Insegniamo ad andare in profondità, a non essere astrusi, a lavorare su grandi temi e grandi emozioni (cosa assolutamente fondamentale in televisione). Naturalmente sono tutte capacità che poi vanno pazientemente sviluppate ed esercitate, a volte ci vogliono anni di maturazione, ma –per es.- la capacità di valutare se un prodotto funziona o no, quella quasi tutti i nostri allievi già alla fine del corso ce l’hanno. Ed è una caratteristica che –posso garantire- è ancora oggi assai rara nel mondo del cinema italiano. Ben pochi produttori e registi ce l’hanno e i film che spesso escono lo dimostrano assai bene, purtroppo.

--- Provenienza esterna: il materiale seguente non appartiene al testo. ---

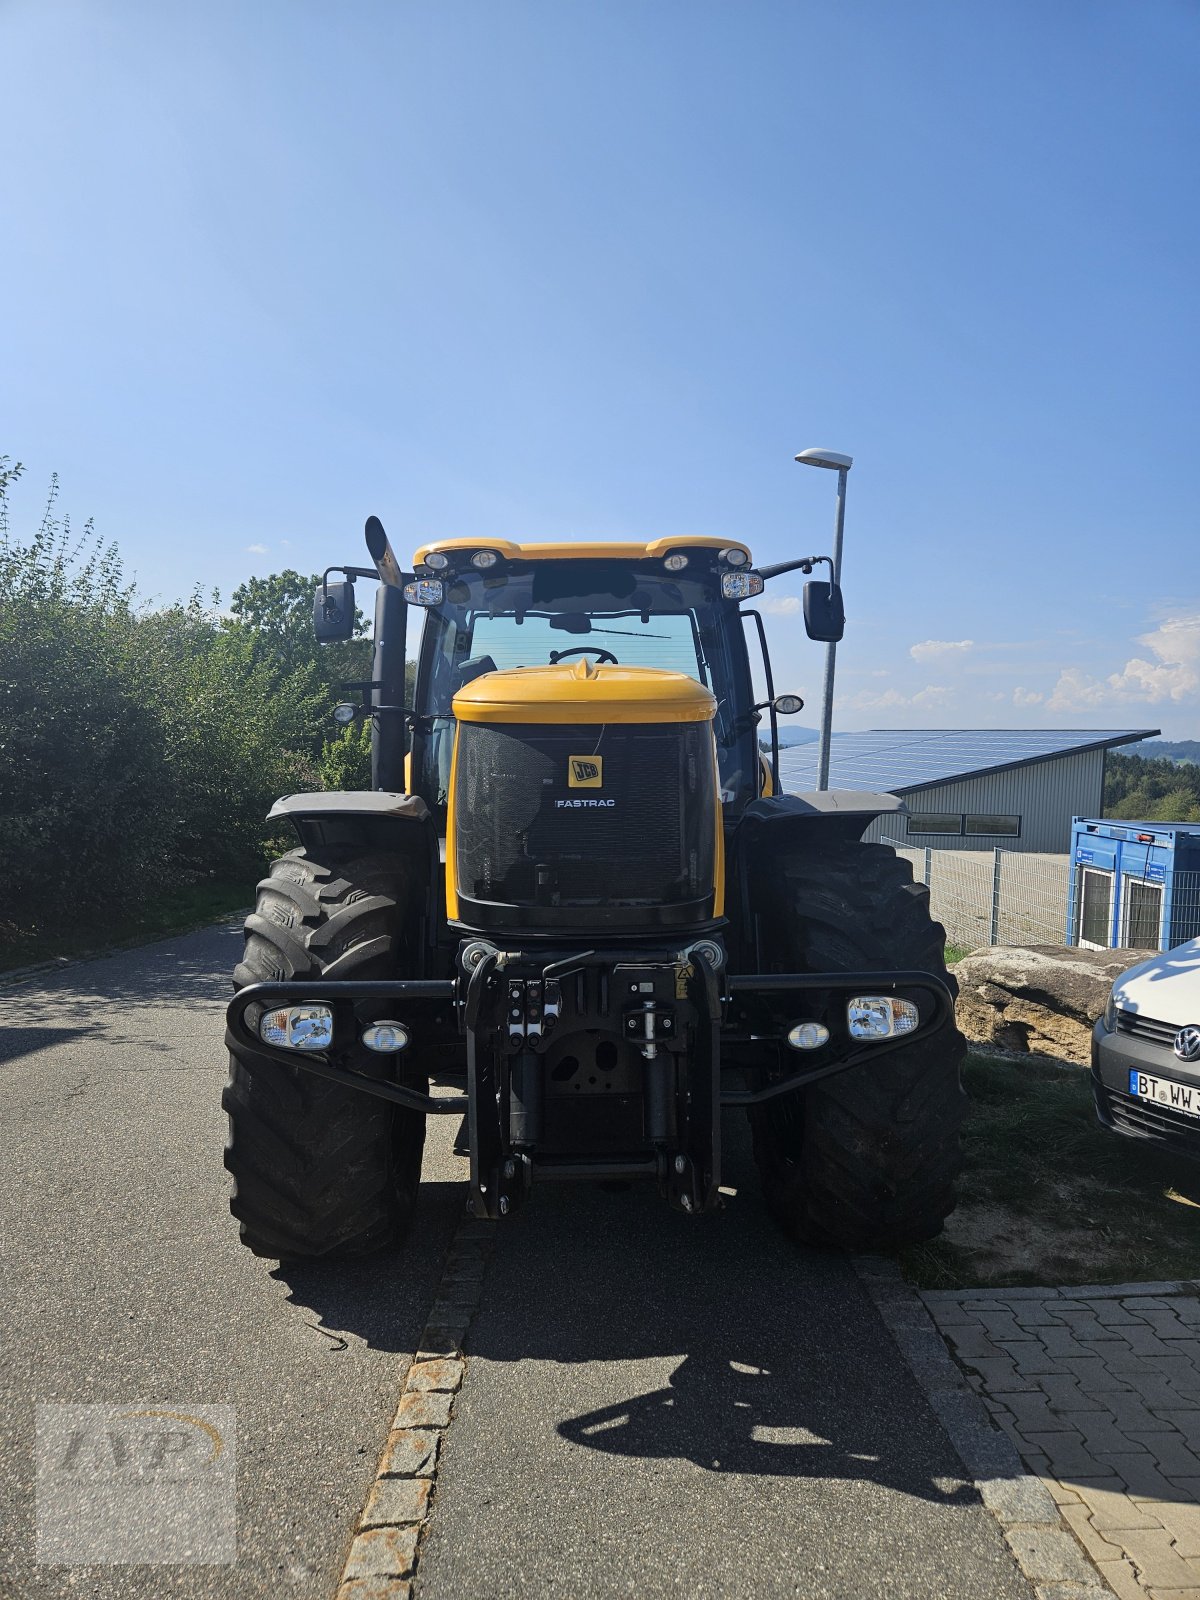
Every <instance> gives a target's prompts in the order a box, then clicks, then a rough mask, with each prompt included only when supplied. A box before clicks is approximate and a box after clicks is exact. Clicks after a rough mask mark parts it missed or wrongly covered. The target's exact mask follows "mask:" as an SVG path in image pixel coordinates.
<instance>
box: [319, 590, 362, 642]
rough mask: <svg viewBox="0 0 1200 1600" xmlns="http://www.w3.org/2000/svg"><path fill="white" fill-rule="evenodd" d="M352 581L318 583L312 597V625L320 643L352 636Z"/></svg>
mask: <svg viewBox="0 0 1200 1600" xmlns="http://www.w3.org/2000/svg"><path fill="white" fill-rule="evenodd" d="M354 618H355V610H354V582H352V581H350V579H349V578H347V579H346V582H341V584H318V586H317V594H315V595H314V597H312V626H314V629H315V630H317V638H318V640H320V642H322V645H333V643H336V642H339V640H346V638H354Z"/></svg>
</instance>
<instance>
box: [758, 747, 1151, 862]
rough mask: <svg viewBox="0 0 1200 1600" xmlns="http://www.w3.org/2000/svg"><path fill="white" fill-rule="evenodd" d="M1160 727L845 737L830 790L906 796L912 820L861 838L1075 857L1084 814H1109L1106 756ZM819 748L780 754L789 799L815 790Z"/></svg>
mask: <svg viewBox="0 0 1200 1600" xmlns="http://www.w3.org/2000/svg"><path fill="white" fill-rule="evenodd" d="M1158 731H1160V730H1158V728H1048V730H1035V728H898V730H875V731H872V733H837V734H834V739H832V744H830V754H829V787H830V789H866V790H874V792H877V794H894V795H901V797H902V798H904V800H906V803H907V808H909V814H907V816H891V818H883V819H880V821H878V822H875V824H872V827H870V829H869V830H867V832H866V834H864V835H862V837H864V838H867V840H880V838H885V837H886V838H888V840H898V842H899V840H902V842H906V843H910V845H914V846H936V848H938V850H995V848H1003V850H1024V851H1042V853H1051V854H1066V853H1067V851H1069V850H1070V824H1072V819H1074V818H1077V816H1101V813H1102V810H1104V806H1102V800H1104V755H1106V752H1107V750H1112V749H1115V747H1117V746H1120V744H1136V742H1138V739H1150V738H1154V736H1155V734H1157V733H1158ZM816 752H818V747H816V744H802V746H794V747H790V749H784V750H781V752H779V779H781V787H782V790H784V794H797V792H800V790H805V789H814V787H816Z"/></svg>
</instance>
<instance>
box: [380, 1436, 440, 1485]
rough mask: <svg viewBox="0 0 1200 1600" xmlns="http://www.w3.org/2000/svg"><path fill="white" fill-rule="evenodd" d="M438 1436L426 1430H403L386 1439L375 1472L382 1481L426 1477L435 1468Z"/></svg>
mask: <svg viewBox="0 0 1200 1600" xmlns="http://www.w3.org/2000/svg"><path fill="white" fill-rule="evenodd" d="M440 1443H442V1435H440V1434H435V1432H432V1430H426V1429H416V1427H403V1429H398V1430H395V1432H392V1434H389V1435H387V1445H386V1446H384V1459H382V1462H381V1464H379V1472H381V1475H384V1477H400V1478H419V1477H430V1475H432V1472H434V1467H435V1464H437V1446H438V1445H440Z"/></svg>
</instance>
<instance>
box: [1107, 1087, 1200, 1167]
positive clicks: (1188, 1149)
mask: <svg viewBox="0 0 1200 1600" xmlns="http://www.w3.org/2000/svg"><path fill="white" fill-rule="evenodd" d="M1091 1088H1093V1093H1094V1096H1096V1104H1098V1109H1099V1112H1101V1117H1102V1118H1104V1120H1107V1122H1109V1123H1110V1125H1112V1126H1114V1128H1117V1130H1118V1133H1128V1134H1133V1136H1134V1138H1141V1139H1157V1141H1158V1142H1162V1144H1165V1146H1168V1147H1170V1149H1174V1150H1179V1152H1181V1154H1184V1155H1190V1157H1200V1122H1197V1118H1195V1117H1186V1115H1184V1114H1182V1112H1179V1110H1171V1109H1170V1106H1158V1104H1157V1102H1155V1101H1150V1099H1142V1098H1141V1096H1138V1094H1123V1093H1122V1091H1120V1090H1114V1088H1110V1086H1109V1085H1107V1083H1101V1080H1099V1078H1096V1077H1093V1080H1091Z"/></svg>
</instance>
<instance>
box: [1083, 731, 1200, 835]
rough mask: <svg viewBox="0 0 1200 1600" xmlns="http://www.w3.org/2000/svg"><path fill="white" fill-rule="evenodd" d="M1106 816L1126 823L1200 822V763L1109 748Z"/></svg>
mask: <svg viewBox="0 0 1200 1600" xmlns="http://www.w3.org/2000/svg"><path fill="white" fill-rule="evenodd" d="M1163 742H1165V741H1163ZM1138 749H1139V750H1144V749H1149V746H1138ZM1168 749H1171V746H1170V744H1168ZM1176 749H1178V746H1176ZM1104 816H1110V818H1114V819H1117V821H1125V822H1200V763H1197V762H1187V760H1184V762H1171V760H1168V758H1165V757H1158V758H1157V760H1147V758H1146V757H1142V755H1122V754H1120V752H1118V750H1109V754H1107V755H1106V758H1104Z"/></svg>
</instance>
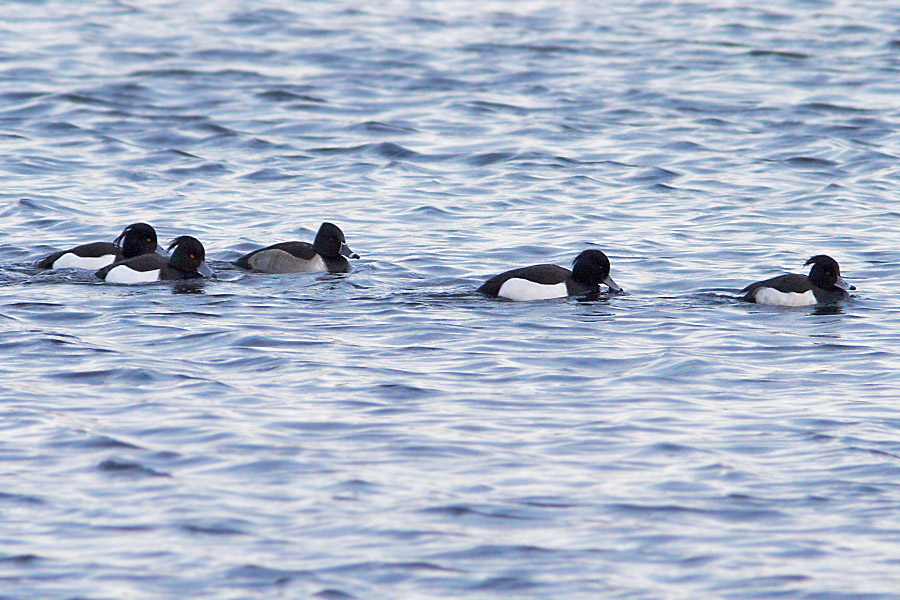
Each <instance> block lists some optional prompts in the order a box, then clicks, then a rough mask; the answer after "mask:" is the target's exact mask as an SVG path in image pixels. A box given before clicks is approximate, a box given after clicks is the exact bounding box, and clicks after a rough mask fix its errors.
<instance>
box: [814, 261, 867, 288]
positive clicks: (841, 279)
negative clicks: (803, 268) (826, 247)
mask: <svg viewBox="0 0 900 600" xmlns="http://www.w3.org/2000/svg"><path fill="white" fill-rule="evenodd" d="M806 264H807V265H812V268H811V269H810V270H809V280H810V281H811V282H812V283H813V285H816V286H818V287H820V288H822V289H826V290H830V289H831V288H834V287H837V288H840V289H842V290H855V289H856V288H855V287H854V286H852V285H850V284H849V283H847V282H846V281H844V279H843V278H842V277H841V267H840V266H839V265H838V264H837V261H836V260H834V259H833V258H831V257H830V256H827V255H825V254H817V255H816V256H813V257H812V258H811V259H809V260H808V261H806Z"/></svg>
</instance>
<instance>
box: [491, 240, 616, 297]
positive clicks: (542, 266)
mask: <svg viewBox="0 0 900 600" xmlns="http://www.w3.org/2000/svg"><path fill="white" fill-rule="evenodd" d="M609 270H610V264H609V258H607V256H606V254H604V253H603V252H601V251H600V250H593V249H591V250H585V251H584V252H582V253H581V254H579V255H578V256H577V257H575V260H574V261H573V263H572V270H571V271H570V270H569V269H566V268H565V267H560V266H558V265H532V266H530V267H521V268H518V269H512V270H510V271H505V272H503V273H500V274H499V275H495V276H494V277H491V278H490V279H488V280H487V281H485V282H484V284H482V285H481V286H480V287H479V288H478V289H477V290H476V292H478V293H480V294H484V295H486V296H488V297H489V298H507V299H509V300H516V301H528V300H547V299H550V298H564V297H567V296H584V295H587V294H595V293H599V292H600V284H601V283H603V284H605V285H607V286H608V287H609V291H611V292H621V291H622V288H621V287H620V286H619V285H618V284H617V283H616V282H615V281H613V278H612V277H611V276H610V274H609Z"/></svg>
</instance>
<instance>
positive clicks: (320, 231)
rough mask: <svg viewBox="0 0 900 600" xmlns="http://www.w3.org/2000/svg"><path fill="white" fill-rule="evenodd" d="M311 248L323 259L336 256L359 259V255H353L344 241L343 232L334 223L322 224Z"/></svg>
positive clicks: (354, 254) (333, 257)
mask: <svg viewBox="0 0 900 600" xmlns="http://www.w3.org/2000/svg"><path fill="white" fill-rule="evenodd" d="M313 248H315V249H316V253H317V254H319V255H320V256H323V257H325V258H337V257H338V256H346V257H348V258H359V255H357V254H354V253H353V251H352V250H350V247H349V246H348V245H347V242H346V241H345V240H344V232H343V231H341V228H340V227H338V226H337V225H335V224H334V223H322V226H321V227H319V232H318V233H317V234H316V239H315V240H314V241H313Z"/></svg>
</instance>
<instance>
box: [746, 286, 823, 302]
mask: <svg viewBox="0 0 900 600" xmlns="http://www.w3.org/2000/svg"><path fill="white" fill-rule="evenodd" d="M756 303H757V304H770V305H772V306H810V305H812V304H817V301H816V296H815V294H813V293H812V290H809V291H806V292H803V293H802V294H798V293H797V292H779V291H778V290H776V289H772V288H759V289H758V290H756Z"/></svg>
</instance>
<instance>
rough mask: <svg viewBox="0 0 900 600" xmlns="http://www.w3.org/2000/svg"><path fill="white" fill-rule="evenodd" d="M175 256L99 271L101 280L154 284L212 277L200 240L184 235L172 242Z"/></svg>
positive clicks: (174, 255)
mask: <svg viewBox="0 0 900 600" xmlns="http://www.w3.org/2000/svg"><path fill="white" fill-rule="evenodd" d="M173 248H174V249H175V250H174V252H172V255H171V256H162V255H159V254H143V255H141V256H136V257H134V258H129V259H128V260H123V261H121V262H117V263H113V264H111V265H108V266H106V267H103V268H102V269H100V270H99V271H97V277H99V278H100V279H103V280H106V281H107V282H109V283H126V284H131V283H150V282H153V281H175V280H184V279H198V278H200V277H208V276H210V275H211V274H212V271H210V269H209V267H207V266H206V262H205V259H206V250H205V249H204V248H203V244H201V243H200V241H199V240H198V239H197V238H194V237H191V236H189V235H183V236H181V237H177V238H175V239H174V240H172V243H171V244H170V245H169V251H172V249H173Z"/></svg>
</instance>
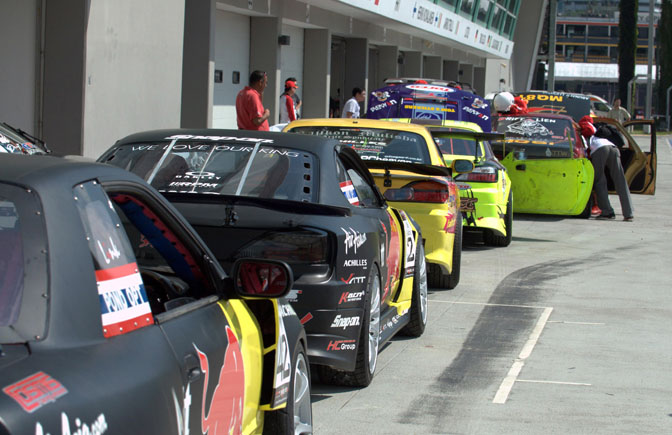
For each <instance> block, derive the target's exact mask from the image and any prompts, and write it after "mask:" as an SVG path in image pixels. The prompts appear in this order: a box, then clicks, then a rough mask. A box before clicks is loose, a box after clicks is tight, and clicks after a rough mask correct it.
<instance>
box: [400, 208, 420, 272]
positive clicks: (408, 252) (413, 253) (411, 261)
mask: <svg viewBox="0 0 672 435" xmlns="http://www.w3.org/2000/svg"><path fill="white" fill-rule="evenodd" d="M400 214H401V220H402V223H403V224H404V233H405V236H406V240H405V243H406V261H405V262H404V267H405V269H406V274H405V277H406V278H407V277H409V276H413V272H414V271H415V250H416V242H415V237H414V236H413V225H412V224H411V221H410V219H409V218H408V215H407V214H406V212H405V211H403V210H400Z"/></svg>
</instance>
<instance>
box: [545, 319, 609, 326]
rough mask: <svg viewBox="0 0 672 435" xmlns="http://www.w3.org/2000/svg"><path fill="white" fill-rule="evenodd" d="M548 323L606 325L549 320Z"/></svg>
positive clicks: (598, 323) (562, 320)
mask: <svg viewBox="0 0 672 435" xmlns="http://www.w3.org/2000/svg"><path fill="white" fill-rule="evenodd" d="M548 323H565V324H567V325H606V323H595V322H567V321H565V320H549V321H548Z"/></svg>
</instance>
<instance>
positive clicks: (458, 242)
mask: <svg viewBox="0 0 672 435" xmlns="http://www.w3.org/2000/svg"><path fill="white" fill-rule="evenodd" d="M461 259H462V213H461V212H458V214H457V222H456V223H455V240H454V242H453V270H452V272H451V273H447V274H446V273H443V270H442V269H441V266H439V265H438V264H430V265H429V274H428V281H429V286H430V287H432V288H445V289H449V290H450V289H454V288H455V287H456V286H457V284H458V283H459V282H460V261H461Z"/></svg>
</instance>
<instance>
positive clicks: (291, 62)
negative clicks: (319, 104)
mask: <svg viewBox="0 0 672 435" xmlns="http://www.w3.org/2000/svg"><path fill="white" fill-rule="evenodd" d="M282 34H283V35H289V45H282V46H281V47H280V69H281V71H282V73H281V77H280V78H281V82H280V92H281V93H282V92H284V90H285V80H286V79H287V77H296V80H297V82H298V85H299V89H297V90H296V93H297V94H298V95H299V97H300V98H301V99H302V100H303V29H302V28H300V27H294V26H290V25H287V24H283V25H282Z"/></svg>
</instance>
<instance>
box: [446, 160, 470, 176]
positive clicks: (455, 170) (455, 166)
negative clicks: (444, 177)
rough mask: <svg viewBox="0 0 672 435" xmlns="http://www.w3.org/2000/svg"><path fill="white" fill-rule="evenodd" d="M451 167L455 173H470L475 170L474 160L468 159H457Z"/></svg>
mask: <svg viewBox="0 0 672 435" xmlns="http://www.w3.org/2000/svg"><path fill="white" fill-rule="evenodd" d="M450 167H451V169H452V170H453V175H458V174H468V173H469V172H471V171H473V170H474V162H472V161H471V160H467V159H455V160H453V163H452V164H451V165H450Z"/></svg>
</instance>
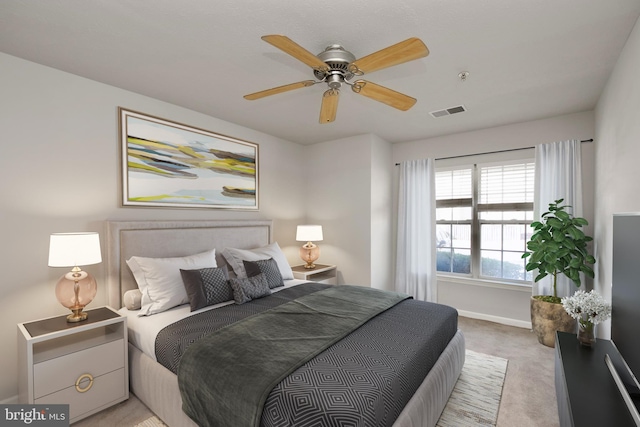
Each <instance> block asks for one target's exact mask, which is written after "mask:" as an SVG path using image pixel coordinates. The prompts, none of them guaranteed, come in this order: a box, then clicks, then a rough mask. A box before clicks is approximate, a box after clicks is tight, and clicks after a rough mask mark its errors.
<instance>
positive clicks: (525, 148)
mask: <svg viewBox="0 0 640 427" xmlns="http://www.w3.org/2000/svg"><path fill="white" fill-rule="evenodd" d="M580 142H593V138H591V139H583V140H581V141H580ZM532 148H536V147H522V148H510V149H508V150H497V151H487V152H486V153H475V154H461V155H459V156H450V157H440V158H437V159H436V160H448V159H460V158H462V157H472V156H481V155H483V154H498V153H508V152H510V151H520V150H531V149H532ZM396 166H400V163H396Z"/></svg>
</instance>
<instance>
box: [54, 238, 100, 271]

Quali sono le caratteristiche per diventare un bravo sceneggiatore?
In questi anni di lavoro (anche come consulente di fiction per la Lux vide) mi sono convinto che per essere un eccellente sceneggiatore occorre avere insieme una grande creatività e una grande razionalità. Per questo i grandi sceneggiatori sono così pochi, perché di solito una caratteristica fa a pugni con l’altra. Ma ci sono persone -e fra i nostri ex-allievi potrei citare alcuni nomi che oggi sono richiestissimi sul mercato della fiction italiana- che miracolosamente riescono a tenere insieme questi due poli. Un buon film, una buona fiction deve innovare, deve sorprendere, ma in un modo per cui alla fine lo spettatore capisce che è giusto che le cose stiano così, anzi, che la sorpresa e il “viaggio” alla fine l’hanno portato più in profondità dentro se stesso e così uno capisce meglio anche la propria vita.
Se la sorpresa non ha una profonda motivazione non risulta neanche interessante. Se invece l’autore trova modi nuovi, inediti, sorprendenti, per dire delle grandi verità, ecco che abbiamo dei capolavori. Da tempo sto seguendo con molta attenzione il caso Pixar e sono convinto che le loro opere (Toy Story, Monsters & Co. Nemo, Gli incredibili, Ratatouille, Up e tutti gli altri loro film) rispondano per antonomasia a queste caratteristiche. Il mio sogno è che fra una decina, magari forse anche venti anni, anche da noi si riesca a fare qualcosa di simile.
E’ un sogno per cui stiamo lavorando…, in modo molto concreto, anche stringendo via via una serie di rapporti con il mondo produttivo americano, da cui abbiamo tante cose da imparare.